1. Are the spaces $\Bilinear(V\times V, \mathbb{F})$ and $\mathscr{L}(V,V^*)$ linearly isomorphic? In other words, does every bilinear form uniquely determine a homomorphism $V \to V^*$, and vice versa, in such a manner that respects the linear structure of both spaces?

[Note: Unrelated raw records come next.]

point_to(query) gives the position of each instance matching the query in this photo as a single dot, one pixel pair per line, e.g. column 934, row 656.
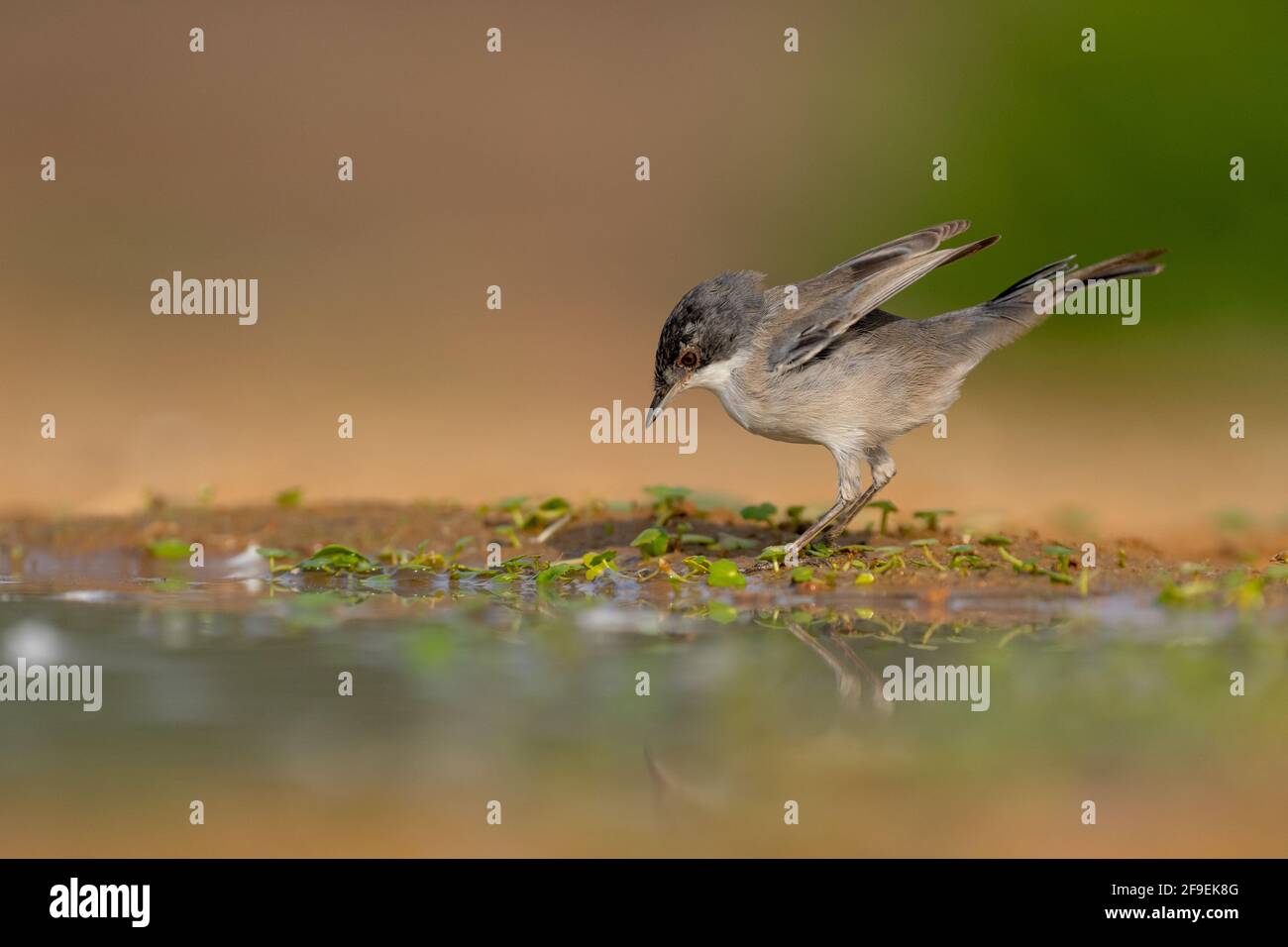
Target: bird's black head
column 707, row 326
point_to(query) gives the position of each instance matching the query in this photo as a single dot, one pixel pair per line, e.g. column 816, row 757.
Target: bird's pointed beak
column 660, row 401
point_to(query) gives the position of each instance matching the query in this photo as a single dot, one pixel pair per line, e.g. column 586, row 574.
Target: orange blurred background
column 516, row 169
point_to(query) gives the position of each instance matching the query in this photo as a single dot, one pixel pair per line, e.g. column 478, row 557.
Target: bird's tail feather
column 1026, row 303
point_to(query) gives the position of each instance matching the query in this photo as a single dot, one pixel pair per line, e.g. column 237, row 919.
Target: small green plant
column 930, row 557
column 761, row 513
column 887, row 509
column 724, row 575
column 652, row 541
column 885, row 558
column 931, row 517
column 597, row 564
column 273, row 556
column 336, row 558
column 168, row 549
column 728, row 543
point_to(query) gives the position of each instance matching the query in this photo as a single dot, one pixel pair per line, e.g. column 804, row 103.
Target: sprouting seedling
column 724, row 575
column 761, row 513
column 887, row 557
column 1063, row 554
column 597, row 564
column 168, row 549
column 930, row 557
column 802, row 575
column 273, row 556
column 652, row 541
column 773, row 554
column 336, row 558
column 887, row 509
column 728, row 543
column 931, row 517
column 510, row 535
column 553, row 514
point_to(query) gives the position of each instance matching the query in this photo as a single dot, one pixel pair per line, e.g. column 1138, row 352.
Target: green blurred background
column 518, row 169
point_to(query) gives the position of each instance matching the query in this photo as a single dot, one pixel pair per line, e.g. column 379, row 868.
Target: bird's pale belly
column 761, row 419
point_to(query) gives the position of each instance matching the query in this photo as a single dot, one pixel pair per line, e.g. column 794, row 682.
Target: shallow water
column 468, row 693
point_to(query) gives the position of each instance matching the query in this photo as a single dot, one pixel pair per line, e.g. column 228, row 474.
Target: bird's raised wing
column 833, row 302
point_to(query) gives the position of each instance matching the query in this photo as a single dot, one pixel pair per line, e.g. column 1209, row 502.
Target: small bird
column 827, row 367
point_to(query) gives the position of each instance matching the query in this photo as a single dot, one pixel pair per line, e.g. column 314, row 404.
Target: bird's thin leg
column 803, row 541
column 848, row 488
column 883, row 472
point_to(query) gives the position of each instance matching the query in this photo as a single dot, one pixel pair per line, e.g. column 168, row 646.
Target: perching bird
column 836, row 369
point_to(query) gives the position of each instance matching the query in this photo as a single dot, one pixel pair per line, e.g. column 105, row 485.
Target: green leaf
column 721, row 612
column 555, row 573
column 761, row 513
column 725, row 575
column 288, row 499
column 668, row 493
column 597, row 564
column 168, row 549
column 728, row 543
column 652, row 541
column 336, row 558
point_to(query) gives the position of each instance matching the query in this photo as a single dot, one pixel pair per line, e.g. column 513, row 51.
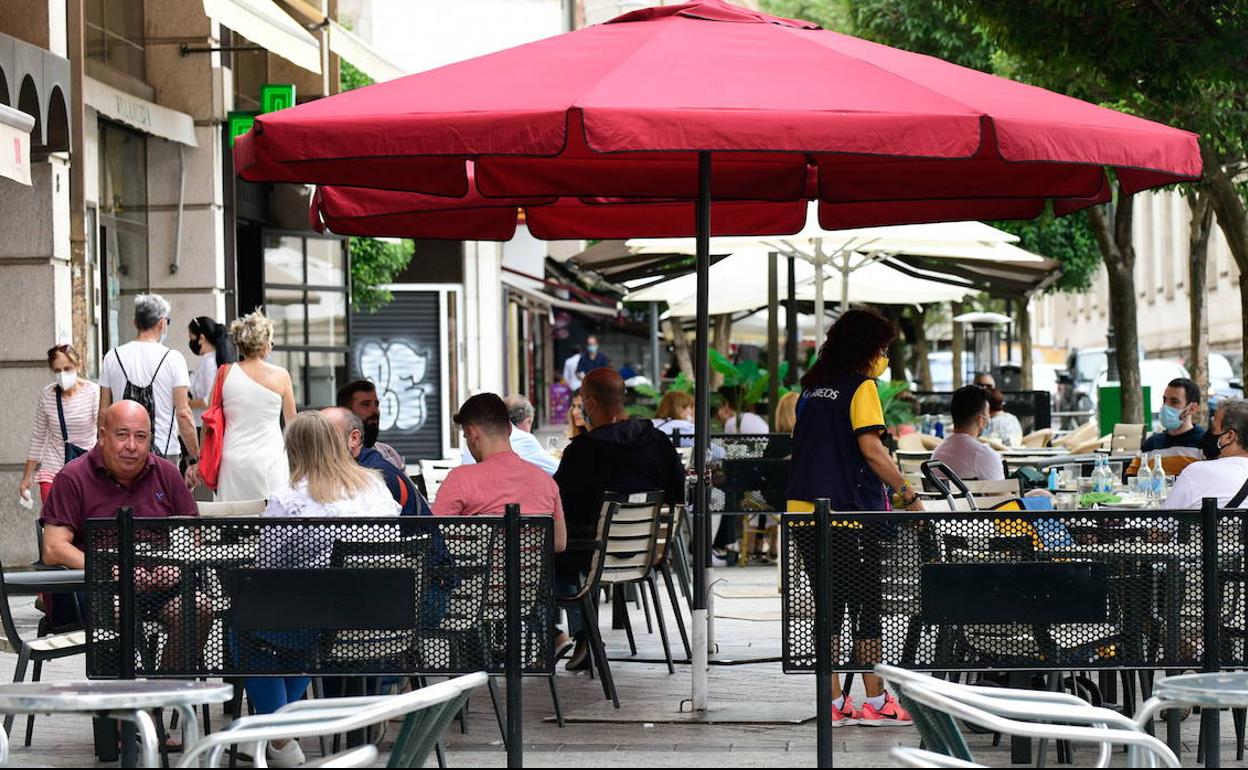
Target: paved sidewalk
column 649, row 698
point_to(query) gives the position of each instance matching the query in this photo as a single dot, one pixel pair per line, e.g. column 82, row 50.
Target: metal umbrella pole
column 702, row 437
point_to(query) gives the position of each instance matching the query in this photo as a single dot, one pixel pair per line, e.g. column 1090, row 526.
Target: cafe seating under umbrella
column 704, row 105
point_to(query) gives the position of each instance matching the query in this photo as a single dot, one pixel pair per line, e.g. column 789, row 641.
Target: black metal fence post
column 126, row 618
column 1212, row 595
column 514, row 673
column 823, row 632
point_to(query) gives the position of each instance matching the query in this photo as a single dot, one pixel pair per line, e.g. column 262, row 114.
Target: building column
column 35, row 307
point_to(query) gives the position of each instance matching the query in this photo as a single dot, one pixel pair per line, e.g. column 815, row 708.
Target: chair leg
column 554, row 696
column 598, row 652
column 30, row 718
column 19, row 675
column 645, row 605
column 675, row 608
column 498, row 711
column 663, row 624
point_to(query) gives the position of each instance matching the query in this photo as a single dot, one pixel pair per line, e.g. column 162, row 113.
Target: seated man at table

2. Does every non-degenerate bilinear form uniquely determine an isomorphism $V \to V^*$, and does every isomorphism $V \to V^*$ uniquely determine a non-degenerate bilinear form, in such a way that respects the linear structure of both spaces?
Best Answer
Let me offer a short proof using dual bases. Let $v_1, \dots, v_n$ be some basis of $V$ and $v^1, \dots, v^n$ the associated dual basis of $V^{*}$. Define the map $\phi \colon \mathcal{L}(V,V^{*}) \rightarrow \operatorname{Bi}(V \times V, \mathbb{F})$ by $\phi(T) := g_T$ where $g_T(u,v) = T(u)(v) = \varepsilon(T(u), v)$. It is readily verified that this map is linear so it is enough to show that $\phi$ is one-to-one and onto. Since $$ T(v_i) = \sum_{i=1}^n \varepsilon(T(v_i), v_j) v^j $$
we see that the map $T$ is determined uniquely by the $n \times n$ scalars $\varepsilon(T(v_i), v_j)$ (since the matrix $(\varepsilon(T(v_i),v_j))$ is the matrix representing $T$ with respect to the bases $v_1,\dots,v_n$ of $V$ and $v^1,\dots,v^n$ of $V^{*}$). Hence, if $\phi(T) = 0$ then all the scalars $\varepsilon(T(v_i), v_j)$ are zero and $T = 0$. This shows the injectivity.
To show surjectivity, let $g$ be a bilinear form on $V$ and define a linear map $T$ by requiring that
$$ T(v_i) = \sum_{i=1}^n g(v_i, v_j)v^j $$
for all $1 \leq i \leq n$. Then a direct calculation shows that $\phi(T) = g$.